Никогда не теряйте надежды на Бога!Рассказы схиархимандрита ВласияДуховник Пафнутьева Боровского монастыря схиархимандрит Власий (Перегонцев) родился в подполе, куда его мать полезла за картошкой. Она думала картошки набрать, а раз – и родился сынок. Вся его жизнь прошла в подполье: большую часть долгого монашеского жития его гнали и преследовали за веру.
Он был келейником у иеросхимонаха Илариона (Рыбаря), научаясь от него монашескому деланию и умной молитве; в Великую схиму его тайно постриг архимандрит Серафим (Тяпочкин), предсказавший его духовничество в монастыре. Духовными друзьями были схиигумен Савва (Остапенко) – духовник Псково-Печерского монастыря и схиархимандрит Зосима (Сокур) – основатель Свято-Успенской Николо-Васильевской обители, с которыми он состоял в переписке и молитвенном общении.
К нему приезжают из Лондона и Тибета, из Екатеринбурга и с Сахалина. Православные и не православные. Католики, мусульмане, буддисты и протестанты. Верующие и неверующие. В 1990-х к нему приезжал писатель Александр Солженицын, а сейчас бывают многие известные общественные и церковные деятели. В дни приема его келья открыта с четырех утра до девяти вечера каждый день вот уже почти 50 лет подряд.
Предлагаем вниманию читателей высказывания и мысли отца Власия о своей жизни и вопросах, волнующих каждого современного христианина.О жизни в миру, первой любви и учебе в медицинском институтеЯ когда-то учился в медицинском институте, дружил с девушкой, с которой мечтал создать семью. У нас не было плотских отношений, мы хранили чистоту друг друга. Время было тяжелое, послевоенное, во всем себе отказывали, урезали.
В Смоленске собор, огромный, величественный, как орел, парит над городом. В то время было большой смелостью в храм прийти, многие боялись, ходили тайком. Я туда ходил, и меня никто там не замечал, потому что молодежь в храмы не ходила, молодые ходили по клубам культуры на танцы. Если молодого человека увидят в храме, сразу доложат в органы и будут проблемы. А я ходил на службы открыто, потом стал в храме помогать, прислуживал в алтаре. От девушки я свои убеждения должен был тоже скрывать: она меня бы не приняла с моими убеждениями. Не принято было об этом говорить. Но как говорится, шила в мешке не утаишь.

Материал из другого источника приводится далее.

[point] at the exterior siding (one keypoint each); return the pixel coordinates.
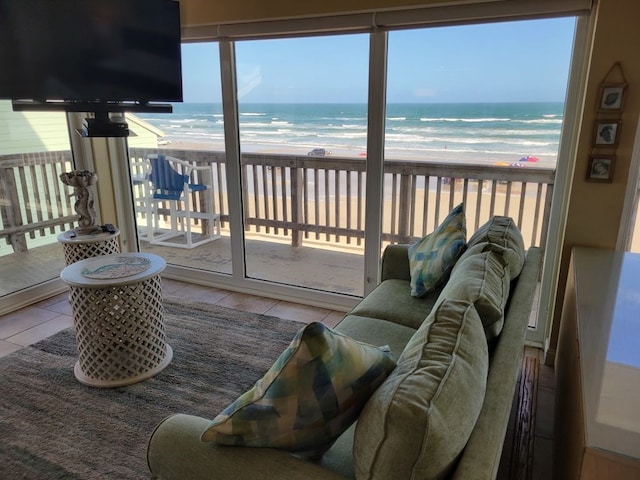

Девушка стала меня подозревать, что я постоянно где-то пропадаю. Она думала, что у меня появилась другая, стала за мной из ревности следить. И выследила, что я в храм хожу. Побежала в институт в ректорат и все доложила. Так, мол, и так, мой молодой человек в храм ходит! Таким способом она думала меня привязать к себе и от храма отвадить. В институте началась форменная травля меня. Виданное ли для советского института дело, чтобы студент открыто в храм ходил, да еще там прислуживал?! Со мной проводили беседы, устраивали собрания, призывали одуматься, но я уже сделал свой выбор. И ушел из института.
Черные времена хрущевской «оттепели»При Хрущеве советские власти закрыли монастырь Флора и Лавра в Закарпатье, нас, монахов, разогнали. Выгнали взашей и сказали: идите на все четыре стороны! Я вынужден был вернуться обратно к себе на родину. Там надо было выправлять все документы, идти на поклон к властям.
Мне говорят: «Про Церковь забудьте и живите нормально». А я не хотел нормально. Я хотел жить с Богом!
Мне уполномоченный по делам религий говорит: «Если хотите, мы вас восстановим в институте! Только вы про Церковь забудьте и живите нормально, как все советские люди!» А я не хотел нормально. Я хотел жить с Богом! Они этого не понимали, считали меня сумасшедшим. А я уполномоченному спокойно говорю: «Спасибо за добрые слова, но я халат свой поменял! Теперь он у меня не белый, а черный!» Он на меня глаза вытаращил: «Да вы в своем уме?! Поменять белый халат советского врача на черную поповскую рясу!»
С Божией помощью выправил я документы и пришел к управляющему Смоленской епархией епископу Гедеону (Докукину). Он поставил меня алтарником в храме, затем я был псаломщиком и регентом в Спасо-Коптной церкви, затем меня рукоположили во диакона. Когда владыку перевели в Сибирь, он взял меня с собой. Я был у него келейником и доверенным лицом. Был с ним в Новосибирской епархии.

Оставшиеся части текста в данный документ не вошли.